Диалогические отношения (в том числе и диалогические отношения говорящего к собственному слову) - предмет металингвистики. Но именно эти отношения, определяющие особенности словесного построения произведений Достоевского, нас здесь и интересуют.
В языке, как предмете лингвистики, нет и не может быть никаких диалогических отношений: они невозможны ни между элементами в системе языка (например, между словами в словаре, между морфемами и т. п.), ни между элементами "текста" при строго лингвистическом к нему подходе. Не может их быть ни между единицами одного уровня, ни между единицами разных уровней. Не может их быть, конечно, и между синтаксическими единицами, например, между предложениями, при строго лингвистическом к ним подходе.
Не может быть диалогических отношений и между текстами, опять же при строго лингвистическом подходе к этим текстам. Любое чисто лингвистическое сопоставление и группировка любых текстов обязательно отвлекается от всех возможных между ними, как целыми высказываниями, диалогических отношений.
Лингвистика знает, конечно, композиционную форму "диалогической речи" и изучает синтаксические и лексико-семантические особенности её. Но она изучает их как чисто лингвистические явления, то есть в плане языка, и совершенно не может касаться специфики диалогических отношений между репликами. Поэтому при изучении "диалогической речи" лингвистика должна пользоваться результатами металингвистики.

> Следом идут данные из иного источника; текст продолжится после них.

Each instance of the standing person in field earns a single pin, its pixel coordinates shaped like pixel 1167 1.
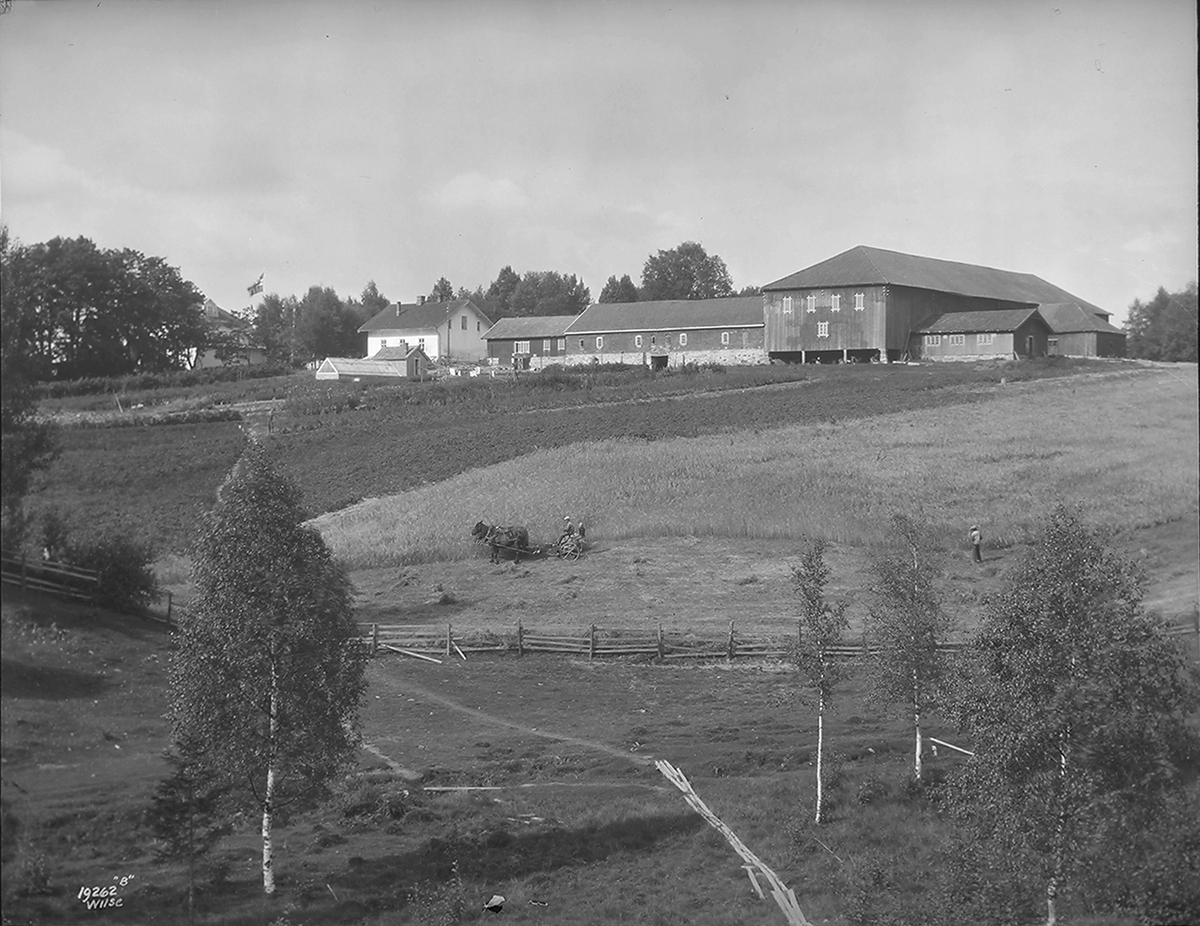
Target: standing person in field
pixel 976 540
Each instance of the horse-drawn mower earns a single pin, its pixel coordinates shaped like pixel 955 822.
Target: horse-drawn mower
pixel 515 540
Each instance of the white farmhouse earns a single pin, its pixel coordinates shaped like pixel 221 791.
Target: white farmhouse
pixel 443 330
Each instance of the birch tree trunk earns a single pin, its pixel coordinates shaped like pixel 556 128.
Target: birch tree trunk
pixel 269 797
pixel 820 750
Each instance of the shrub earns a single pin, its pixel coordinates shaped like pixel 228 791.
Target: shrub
pixel 126 572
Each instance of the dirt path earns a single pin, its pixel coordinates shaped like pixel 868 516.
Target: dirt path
pixel 389 685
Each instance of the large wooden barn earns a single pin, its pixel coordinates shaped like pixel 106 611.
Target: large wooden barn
pixel 870 304
pixel 669 332
pixel 528 342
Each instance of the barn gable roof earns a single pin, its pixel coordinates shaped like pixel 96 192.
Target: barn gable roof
pixel 1068 317
pixel 864 265
pixel 999 319
pixel 678 314
pixel 419 316
pixel 521 328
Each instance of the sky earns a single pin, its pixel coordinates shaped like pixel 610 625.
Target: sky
pixel 403 140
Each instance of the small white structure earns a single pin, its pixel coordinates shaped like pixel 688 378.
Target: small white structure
pixel 449 330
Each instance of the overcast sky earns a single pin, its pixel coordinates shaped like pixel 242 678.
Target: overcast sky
pixel 401 140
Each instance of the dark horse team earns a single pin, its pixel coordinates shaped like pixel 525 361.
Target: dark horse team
pixel 497 537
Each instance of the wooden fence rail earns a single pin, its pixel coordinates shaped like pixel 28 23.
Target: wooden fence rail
pixel 55 578
pixel 594 642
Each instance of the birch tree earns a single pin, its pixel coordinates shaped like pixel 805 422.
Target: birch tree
pixel 906 623
pixel 1079 709
pixel 821 626
pixel 268 673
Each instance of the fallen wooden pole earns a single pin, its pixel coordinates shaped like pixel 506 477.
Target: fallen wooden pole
pixel 409 653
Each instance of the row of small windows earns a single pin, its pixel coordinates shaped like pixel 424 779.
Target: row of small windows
pixel 958 340
pixel 810 302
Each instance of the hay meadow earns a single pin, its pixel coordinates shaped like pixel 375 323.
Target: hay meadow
pixel 1122 445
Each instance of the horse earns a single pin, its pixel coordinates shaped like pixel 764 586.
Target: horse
pixel 497 537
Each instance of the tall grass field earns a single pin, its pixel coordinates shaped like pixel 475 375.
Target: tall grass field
pixel 1123 446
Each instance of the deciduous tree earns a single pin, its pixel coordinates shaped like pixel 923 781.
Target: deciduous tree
pixel 268 673
pixel 906 623
pixel 1165 328
pixel 619 290
pixel 1078 709
pixel 687 271
pixel 822 626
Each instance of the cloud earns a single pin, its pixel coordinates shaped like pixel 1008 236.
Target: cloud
pixel 1150 242
pixel 475 190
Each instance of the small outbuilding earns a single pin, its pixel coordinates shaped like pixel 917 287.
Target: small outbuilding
pixel 1002 334
pixel 528 342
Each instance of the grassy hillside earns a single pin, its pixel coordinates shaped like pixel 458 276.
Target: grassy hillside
pixel 1122 445
pixel 345 443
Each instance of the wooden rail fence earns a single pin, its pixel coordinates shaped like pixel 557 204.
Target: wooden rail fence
pixel 442 641
pixel 55 578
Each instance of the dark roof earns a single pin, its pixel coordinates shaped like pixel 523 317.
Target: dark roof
pixel 1066 317
pixel 419 316
pixel 669 314
pixel 997 319
pixel 875 266
pixel 520 328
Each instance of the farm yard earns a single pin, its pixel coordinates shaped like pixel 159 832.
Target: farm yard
pixel 696 504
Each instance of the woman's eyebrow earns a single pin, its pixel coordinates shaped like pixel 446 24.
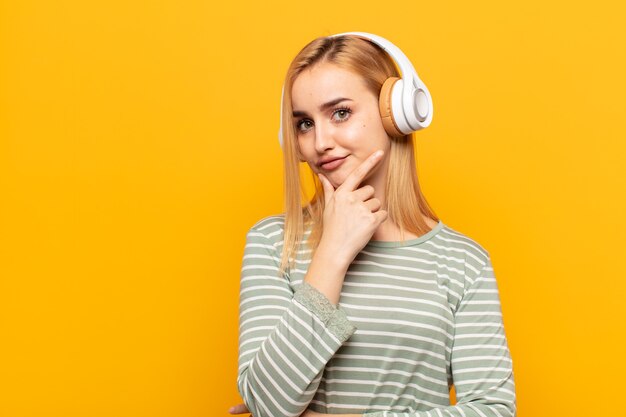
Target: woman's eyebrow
pixel 298 113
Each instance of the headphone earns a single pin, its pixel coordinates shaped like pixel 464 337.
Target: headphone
pixel 405 103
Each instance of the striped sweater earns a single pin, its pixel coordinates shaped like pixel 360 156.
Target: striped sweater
pixel 413 318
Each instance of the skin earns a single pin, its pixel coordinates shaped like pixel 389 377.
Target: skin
pixel 356 133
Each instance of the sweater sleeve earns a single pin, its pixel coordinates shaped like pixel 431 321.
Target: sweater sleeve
pixel 286 337
pixel 481 364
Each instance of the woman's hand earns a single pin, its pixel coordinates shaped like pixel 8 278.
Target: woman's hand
pixel 351 216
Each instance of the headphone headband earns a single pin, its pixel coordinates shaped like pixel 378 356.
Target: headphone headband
pixel 410 99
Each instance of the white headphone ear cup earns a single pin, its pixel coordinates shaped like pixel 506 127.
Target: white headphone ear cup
pixel 386 107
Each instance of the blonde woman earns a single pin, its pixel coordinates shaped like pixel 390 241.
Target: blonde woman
pixel 361 301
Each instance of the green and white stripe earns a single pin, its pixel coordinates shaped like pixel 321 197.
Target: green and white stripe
pixel 413 318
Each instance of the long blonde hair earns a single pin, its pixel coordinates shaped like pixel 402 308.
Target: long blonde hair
pixel 404 200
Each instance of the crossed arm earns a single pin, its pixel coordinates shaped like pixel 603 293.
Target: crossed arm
pixel 241 409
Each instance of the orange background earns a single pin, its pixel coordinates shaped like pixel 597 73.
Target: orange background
pixel 138 143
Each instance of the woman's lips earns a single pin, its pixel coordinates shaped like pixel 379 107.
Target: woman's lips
pixel 328 166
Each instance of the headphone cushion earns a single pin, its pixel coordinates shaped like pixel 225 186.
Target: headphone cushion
pixel 386 111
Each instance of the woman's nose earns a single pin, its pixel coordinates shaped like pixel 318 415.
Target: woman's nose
pixel 323 138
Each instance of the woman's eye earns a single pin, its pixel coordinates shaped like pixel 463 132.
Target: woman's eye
pixel 302 122
pixel 343 113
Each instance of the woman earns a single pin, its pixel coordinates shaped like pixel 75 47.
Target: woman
pixel 363 301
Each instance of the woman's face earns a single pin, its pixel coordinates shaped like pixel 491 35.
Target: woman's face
pixel 336 116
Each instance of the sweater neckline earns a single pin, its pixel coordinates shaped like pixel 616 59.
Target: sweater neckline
pixel 409 242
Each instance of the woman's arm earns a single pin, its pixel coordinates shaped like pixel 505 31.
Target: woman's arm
pixel 482 368
pixel 285 338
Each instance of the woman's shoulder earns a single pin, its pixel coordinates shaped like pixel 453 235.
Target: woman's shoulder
pixel 461 244
pixel 271 227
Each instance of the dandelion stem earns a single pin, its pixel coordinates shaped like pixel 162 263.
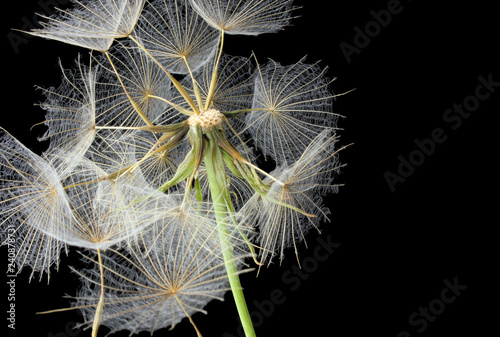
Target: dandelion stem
pixel 213 81
pixel 100 304
pixel 217 181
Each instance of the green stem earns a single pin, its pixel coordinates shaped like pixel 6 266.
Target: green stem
pixel 217 181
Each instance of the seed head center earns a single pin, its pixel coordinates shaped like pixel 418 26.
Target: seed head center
pixel 206 119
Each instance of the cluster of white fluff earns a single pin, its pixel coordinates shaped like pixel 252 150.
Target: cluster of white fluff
pixel 126 176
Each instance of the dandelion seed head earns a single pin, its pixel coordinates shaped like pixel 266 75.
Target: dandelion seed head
pixel 206 119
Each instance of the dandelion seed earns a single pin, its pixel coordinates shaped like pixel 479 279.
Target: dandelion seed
pixel 245 17
pixel 292 105
pixel 32 205
pixel 92 24
pixel 131 75
pixel 176 35
pixel 71 110
pixel 171 273
pixel 292 207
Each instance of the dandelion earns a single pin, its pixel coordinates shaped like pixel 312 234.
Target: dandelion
pixel 154 166
pixel 92 24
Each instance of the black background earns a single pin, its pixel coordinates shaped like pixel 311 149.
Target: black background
pixel 396 247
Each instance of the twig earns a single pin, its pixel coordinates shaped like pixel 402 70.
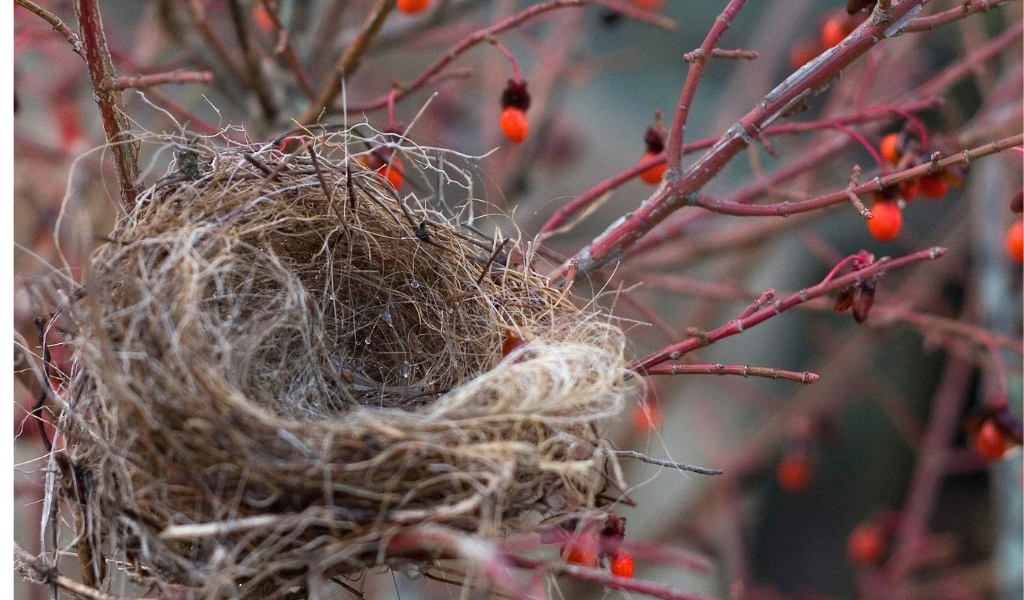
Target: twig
pixel 732 370
pixel 252 60
pixel 140 81
pixel 484 35
pixel 672 465
pixel 348 62
pixel 676 351
pixel 58 26
pixel 116 125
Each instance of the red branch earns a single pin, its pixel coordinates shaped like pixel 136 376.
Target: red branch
pixel 698 58
pixel 676 351
pixel 140 81
pixel 112 112
pixel 485 34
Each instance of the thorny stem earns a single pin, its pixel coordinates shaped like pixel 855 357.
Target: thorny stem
pixel 111 106
pixel 349 60
pixel 486 34
pixel 58 26
pixel 252 58
pixel 683 189
pixel 140 81
pixel 742 370
pixel 674 146
pixel 676 351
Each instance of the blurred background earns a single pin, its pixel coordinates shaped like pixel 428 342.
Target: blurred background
pixel 884 443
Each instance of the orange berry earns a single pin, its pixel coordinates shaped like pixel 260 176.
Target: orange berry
pixel 622 564
pixel 794 473
pixel 803 53
pixel 989 442
pixel 886 221
pixel 647 418
pixel 583 551
pixel 262 18
pixel 514 125
pixel 934 186
pixel 890 148
pixel 413 6
pixel 834 31
pixel 1015 243
pixel 653 175
pixel 866 545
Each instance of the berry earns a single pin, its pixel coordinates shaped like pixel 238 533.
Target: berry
pixel 647 418
pixel 934 186
pixel 803 53
pixel 413 6
pixel 514 125
pixel 653 175
pixel 794 473
pixel 989 442
pixel 1015 243
pixel 886 221
pixel 583 551
pixel 622 564
pixel 834 31
pixel 890 148
pixel 866 545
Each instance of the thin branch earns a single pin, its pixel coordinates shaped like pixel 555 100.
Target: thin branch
pixel 58 26
pixel 742 370
pixel 348 62
pixel 676 351
pixel 484 35
pixel 141 81
pixel 116 124
pixel 672 465
pixel 252 58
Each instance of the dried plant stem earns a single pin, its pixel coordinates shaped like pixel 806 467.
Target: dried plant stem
pixel 349 60
pixel 742 370
pixel 116 126
pixel 140 81
pixel 58 26
pixel 676 351
pixel 674 146
pixel 252 59
pixel 484 35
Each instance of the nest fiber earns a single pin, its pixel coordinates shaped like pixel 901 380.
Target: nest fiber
pixel 283 367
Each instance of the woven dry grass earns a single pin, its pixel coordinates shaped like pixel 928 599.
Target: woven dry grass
pixel 279 370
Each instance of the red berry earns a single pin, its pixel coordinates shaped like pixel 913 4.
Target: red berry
pixel 890 148
pixel 413 6
pixel 583 551
pixel 653 175
pixel 866 545
pixel 647 418
pixel 803 53
pixel 886 221
pixel 794 473
pixel 1015 243
pixel 514 125
pixel 622 564
pixel 990 442
pixel 934 186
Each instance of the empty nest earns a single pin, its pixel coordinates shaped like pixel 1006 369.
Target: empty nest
pixel 284 371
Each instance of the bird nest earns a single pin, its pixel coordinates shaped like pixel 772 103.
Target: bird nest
pixel 284 372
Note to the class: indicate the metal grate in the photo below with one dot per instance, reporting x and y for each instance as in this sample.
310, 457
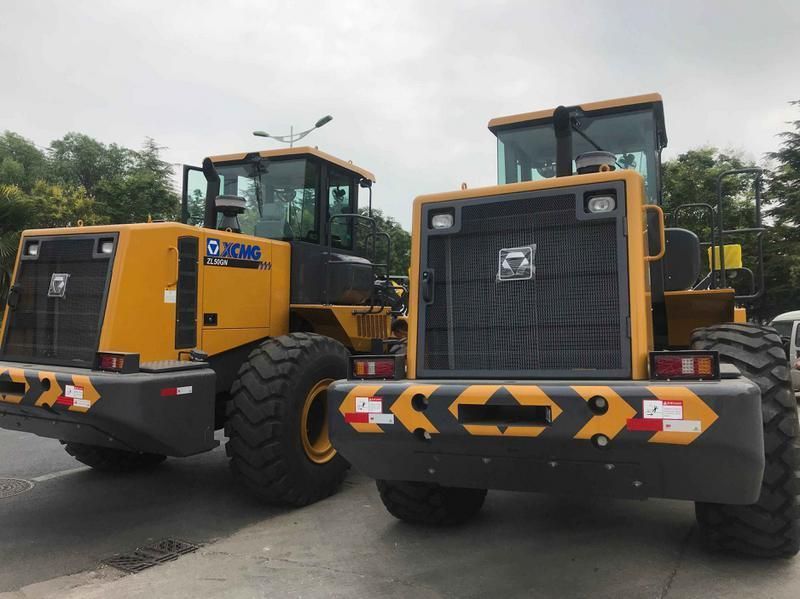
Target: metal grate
373, 326
59, 329
142, 558
13, 486
565, 318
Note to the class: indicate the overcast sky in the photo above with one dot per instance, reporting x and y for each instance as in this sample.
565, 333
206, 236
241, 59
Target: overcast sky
411, 85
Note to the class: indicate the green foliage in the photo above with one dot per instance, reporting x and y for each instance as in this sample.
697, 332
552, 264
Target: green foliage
783, 244
692, 176
401, 242
77, 179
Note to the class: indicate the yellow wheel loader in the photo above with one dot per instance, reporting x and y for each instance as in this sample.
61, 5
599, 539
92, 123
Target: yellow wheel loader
130, 343
563, 339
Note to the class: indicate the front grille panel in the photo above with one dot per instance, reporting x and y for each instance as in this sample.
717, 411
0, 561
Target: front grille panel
568, 319
59, 330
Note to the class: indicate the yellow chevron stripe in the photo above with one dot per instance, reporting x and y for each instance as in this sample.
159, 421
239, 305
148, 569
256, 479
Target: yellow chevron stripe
476, 395
694, 408
349, 406
405, 412
17, 375
89, 392
48, 398
610, 423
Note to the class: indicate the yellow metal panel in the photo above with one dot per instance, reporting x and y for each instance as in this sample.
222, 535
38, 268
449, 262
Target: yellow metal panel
347, 324
688, 310
586, 107
279, 299
138, 317
216, 341
13, 278
640, 303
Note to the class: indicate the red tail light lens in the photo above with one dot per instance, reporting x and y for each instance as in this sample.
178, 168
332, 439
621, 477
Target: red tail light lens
117, 362
374, 368
111, 362
684, 365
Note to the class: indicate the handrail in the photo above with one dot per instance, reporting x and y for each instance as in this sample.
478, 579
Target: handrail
758, 172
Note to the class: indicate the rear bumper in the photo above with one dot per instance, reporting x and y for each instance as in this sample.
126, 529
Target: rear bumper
137, 412
708, 448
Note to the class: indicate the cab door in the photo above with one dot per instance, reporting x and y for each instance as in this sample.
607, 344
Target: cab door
193, 195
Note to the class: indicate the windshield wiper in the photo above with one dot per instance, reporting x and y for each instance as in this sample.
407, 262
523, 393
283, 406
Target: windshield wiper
595, 145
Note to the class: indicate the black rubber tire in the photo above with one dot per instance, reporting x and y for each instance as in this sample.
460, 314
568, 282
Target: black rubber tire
430, 504
107, 459
770, 527
263, 419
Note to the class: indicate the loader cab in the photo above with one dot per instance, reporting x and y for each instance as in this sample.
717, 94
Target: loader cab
297, 195
630, 128
290, 195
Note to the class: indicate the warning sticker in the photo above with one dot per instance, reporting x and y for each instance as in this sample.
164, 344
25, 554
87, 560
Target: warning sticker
369, 405
672, 409
381, 418
667, 409
682, 426
74, 392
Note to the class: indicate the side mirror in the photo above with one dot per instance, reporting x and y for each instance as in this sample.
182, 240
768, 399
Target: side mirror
231, 207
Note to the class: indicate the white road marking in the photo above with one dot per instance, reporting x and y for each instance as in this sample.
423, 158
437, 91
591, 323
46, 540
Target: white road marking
52, 475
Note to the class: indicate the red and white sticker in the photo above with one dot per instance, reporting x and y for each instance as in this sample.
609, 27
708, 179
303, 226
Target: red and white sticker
173, 391
63, 400
656, 425
368, 418
73, 392
381, 418
683, 426
666, 409
369, 405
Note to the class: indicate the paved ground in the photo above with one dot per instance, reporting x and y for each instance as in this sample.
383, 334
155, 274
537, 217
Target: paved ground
523, 545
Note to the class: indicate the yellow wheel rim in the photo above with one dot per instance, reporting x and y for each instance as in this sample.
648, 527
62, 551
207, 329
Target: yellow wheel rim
314, 424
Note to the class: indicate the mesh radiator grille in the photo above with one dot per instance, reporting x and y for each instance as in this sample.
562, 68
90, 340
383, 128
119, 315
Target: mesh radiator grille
567, 317
59, 329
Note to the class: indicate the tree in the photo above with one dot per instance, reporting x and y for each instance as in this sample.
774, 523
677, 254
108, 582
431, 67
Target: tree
400, 242
78, 159
21, 162
79, 179
783, 253
692, 177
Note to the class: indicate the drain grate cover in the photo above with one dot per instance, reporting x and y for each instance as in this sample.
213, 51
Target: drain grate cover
13, 486
152, 555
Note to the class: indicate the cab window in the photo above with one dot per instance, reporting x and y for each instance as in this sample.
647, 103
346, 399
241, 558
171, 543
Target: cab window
341, 200
281, 195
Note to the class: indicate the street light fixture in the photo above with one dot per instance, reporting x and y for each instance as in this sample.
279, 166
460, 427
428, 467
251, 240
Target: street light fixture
293, 137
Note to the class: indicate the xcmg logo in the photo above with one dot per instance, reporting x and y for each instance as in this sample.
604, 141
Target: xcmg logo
230, 249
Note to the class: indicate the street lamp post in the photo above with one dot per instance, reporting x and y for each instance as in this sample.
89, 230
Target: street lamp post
293, 137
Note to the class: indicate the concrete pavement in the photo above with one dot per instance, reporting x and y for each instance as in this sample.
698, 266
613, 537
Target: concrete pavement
523, 545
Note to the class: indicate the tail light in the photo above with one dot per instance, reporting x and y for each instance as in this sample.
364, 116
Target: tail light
377, 367
117, 362
684, 365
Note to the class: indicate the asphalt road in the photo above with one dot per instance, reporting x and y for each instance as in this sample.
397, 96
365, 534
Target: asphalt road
70, 522
522, 545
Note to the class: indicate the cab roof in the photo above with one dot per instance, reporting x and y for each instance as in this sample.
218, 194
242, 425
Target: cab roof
613, 105
299, 151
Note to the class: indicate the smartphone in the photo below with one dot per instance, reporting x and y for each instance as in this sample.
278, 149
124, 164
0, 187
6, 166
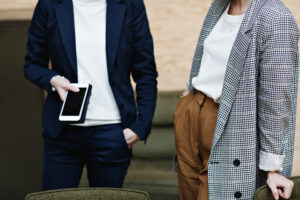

Диалогические отношения, таким образом, внелингвистичны. Но в то же время их никак нельзя оторвать от области слова, то есть от языка как конкретного целостного явления. Язык живёт только в диалогическом общении пользующихся им. Диалогическое общение и есть подлинная сфера жизни языка. Вся жизнь языка, в любой области его употребления (бытовой, деловой, научной, художественной и др.), пронизана диалогическими отношениями. Но лингвистика изучает сам "язык" с его специфической логикой в его общности, как то, что делает возможным диалогическое общение, от самих же диалогических отношений лингвистика последовательно отвлекается. Отношения эти лежат в области слова, так как слово по своей природе диалогично, и поэтому должны изучаться металингвистикой, выходящей за пределы лингвистики и имеющей самостоятельный предмет и задачи.
Диалогические отношения не сводимы и к отношениям логическим и предметносмысловым, которые сами по себе лишены диалогического момента. Они должны облечься в слово, стать высказываниями, стать выраженными в славе позициями разных субъектов, чтобы между ними могли возникнуть диалогические отношения.
"Жизнь хороша". "Жизнь не хороша". Перед нами два суждения, обладающие определённой логической формой и определённым предметно-смысловым содержанием (философские суждения о ценности жизни). Между этими суждениями есть определённое логическое отношение: одно является отрицанием другого. Но между ними нет и не может быть никаких диалогических отношений, они вовсе не спорят друг с другом (хотя они и могут дать предметный материал и логическое основание для спора). Оба этих суждения должны воплотиться, чтобы между ними или к ним могло возникнуть диалогическое отношение. Так, оба этих суждения могут, как теза и антитеза, объединиться в одном высказывании одного субъекта, выражающем его единую диалектическую позицию по данному вопросу. В этом случае диалогических отношений не возникает. Но если эти два суждения будут разделены между двумя разными высказываниями двух разных субъектов, то между ними возникнут диалогические отношения.